Value Institute Fall Symposium 2016 – Dr. H. Gilbert Welch

Gilbert Welch, M.D., MPH, professor of Medicine and Community & Family Medicine in The Geisel School of Medicine at Dartmouth University, was the keynote speaker at the Value Institute Fall Symposium. Welch’s research has often focused on the problems created by medicine’s efforts to detect early disease.

While medicine offers tremendous benefits to patients who are acutely ill, when clinical issues are not life-threatening there is often a good reason for providers to be wary, lest they test too often and treat too aggressively.

Finding ways to strike a “Goldilocks balance” — treating not too little or too much — was the theme of a lively keynote address at the Value Institute Fall Symposium, Nov. 15 at the John H. Ammon Medical Education Center.

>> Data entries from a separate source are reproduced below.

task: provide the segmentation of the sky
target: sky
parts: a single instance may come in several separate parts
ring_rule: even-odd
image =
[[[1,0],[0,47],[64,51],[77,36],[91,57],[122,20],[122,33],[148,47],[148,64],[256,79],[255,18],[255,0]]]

A Christiana Care panel engaged with Dr. Welch in a wide-ranging discussion moderated by Eric V. Jackson, M.D., MBA, associate director of the Value Institute and director of the Center for Health Care Delivery Science. Insights from the panel included:

  • Omar Khan, M.D., MHS, FAAFP, physician leader for the Primary Care & Community Medicine Service Line and medical director for Community Health and the Eugene duPont Preventive Medicine & Rehabilitation Institute addressed the importance of family doctors. He pointed out that primary care physicians have the opportunity and privilege of becoming an integral part of their patients’ lives, encouraging their efforts to improve their diet and exercise, and helping them negotiate the puzzling and sometimes conflicting advice that can lead to unnecessary interventions.
  • Teresa Corbo, Pharm.D., MHCDS, FASHP, vice president of Christiana Care Pharmacy Services, and Value-Institute-Dartmouth Scholar, was asked how the less-is-more approach applies to prescriptions. She said that the most common side effects of medications are often presented to patients, but this does not always include all of a drug’s potential secondary effects. Patients can’t make a fully informed decision unless the drug’s full profile is shared.
  • Daniel J. Elliott, M.D., MSCE, FACP, medical director of Quality Partners and the Quality Partners Accountable Care Organization and a Research Scholar in the Value Institutem, discussed areas of improvement in communication with patients. He noted the challenge of explaining relative and absolute risk when describing medical options to patients. Both are important, but unless options are boiled down to something easy to explain, it is hard to incorporate these concepts into everyday practice.
  • Bettina Tweardy Riveros, Esq., chief health equity officer, spoke about ways to empower Delawareans to take more control of their health through positive food choices. She observed that The Food Trust, a non-profit that helps make affordable nutritious food accessible to everyone, is working in Delaware communities to encourage the development of healthy food retail, expand the variety of food offerings and provide consumers with information to support healthy decisions.